People in areas blighted by abandoned ships spoke out after the Government said a total of 17 boats in four areas would be removed in 30 days if the owners did not come forward to claim them.
Mark Riihiluoma, who lives near Riddell’s Bay, said he was pleased to hear of the action, which he called “way overdue”, but feels that the cleanup should be extended to Riddell’s Bay and the West End.
Mr Riihiluoma said: “It’s not just because of the boats on my property but essentially these are giant pieces of litter that people have dumped.”
He told The Royal Gazette last December that a pair of burnt-out yachts had sat on the rocks at the mouth of the bay for months.
Mr Riihiluoma was speaking after it was announced Ferry Reach, Coney Island and Mullet Bay in St George’s and Mill Creek in Pembroke had all been targeted for action.
Jennifer Hind, of Bailey’s Bay, said: “I hope it is the start of a greater initiative to clean up such vessels.”
She added: “I hope this will also make the owners themselves more responsible. Cleaning up the mess is a short-term solution.

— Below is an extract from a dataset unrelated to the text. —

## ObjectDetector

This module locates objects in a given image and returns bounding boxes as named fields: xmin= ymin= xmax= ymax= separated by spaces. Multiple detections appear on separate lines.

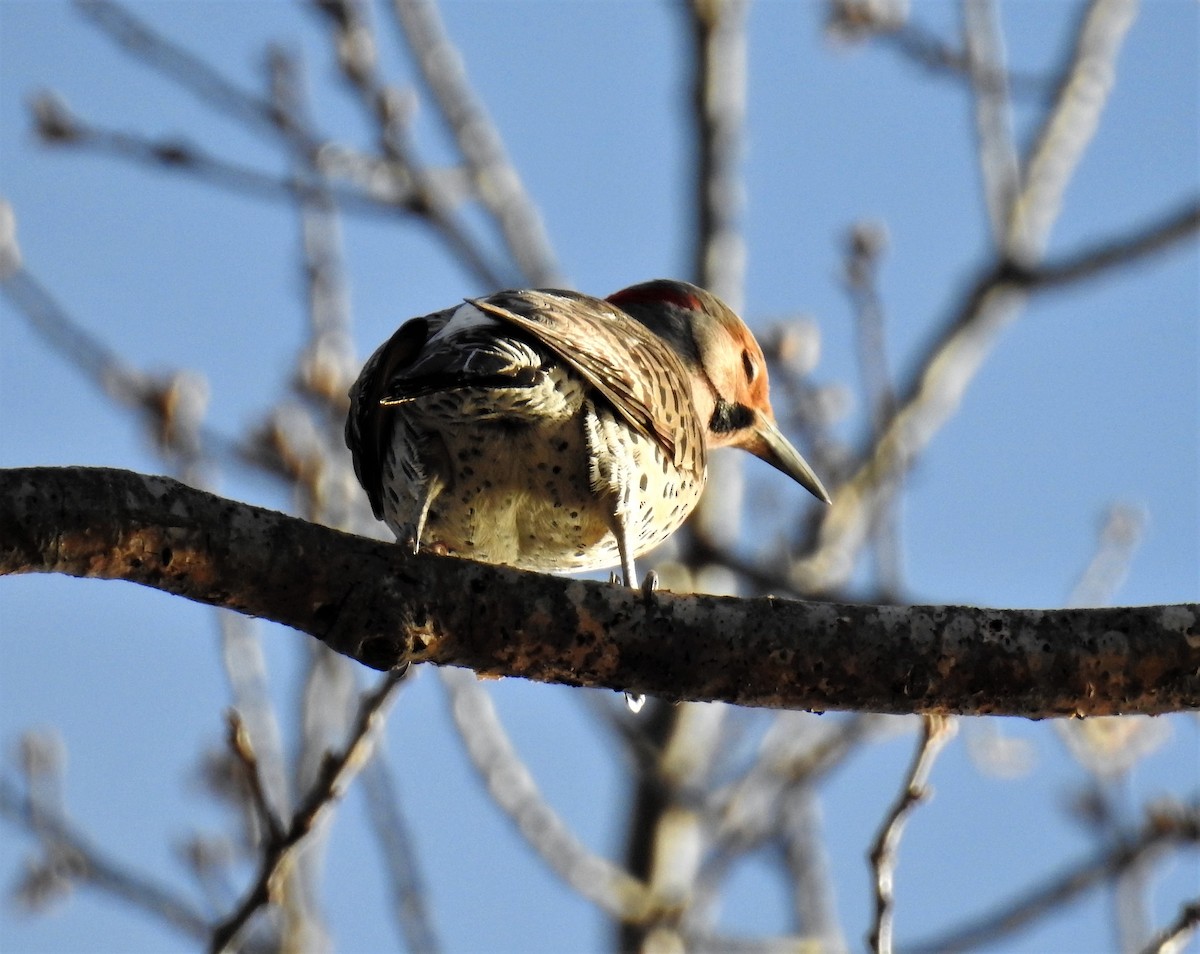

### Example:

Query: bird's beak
xmin=746 ymin=414 xmax=833 ymax=504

“Preventing the mess in the first place by holding boat owners responsible for maintaining their moorings and insuring their vessels is the real solution.”
She added she would like to see abandoned punts targeted next.
Ms Hind said she had recently contacted Government about a fishing boat on the rocks near her home.
Roger Lambert, from Scaur Hill, said he was “so glad” to hear of the cleanup. He said he would like to see it extended to other areas, including his own.
Mr Lambert contacted the Gazette last month about an abandoned boat in Scaur Bay.
He said it had been there “for close to ten years”.
Mr Riihiluoma said the legislation governing boat removal should be toughened.
He added: “Obviously the consequences involved are nil. Given the large expense to haul these boats, there isn’t any incentive for non-insured boat owners to move them.”
Mr Riihiluoma said the boat registration fee should include haulage insurance.
He explained: “If each boat owner paid a small amount each year, which could be included in their registration fee, there would be a fund for timely removal of these wrecks.
“Not only are these abandoned boats eyesores, but they are also detrimental to our environment.”
The Department of Natural Resources and the Department of Marine and Port Services announced a clampdown on eyesore wrecks this week.
Owners of the boats in the four areas targeted can notify the Government and give consent for the disposal of their old vessels free of charge.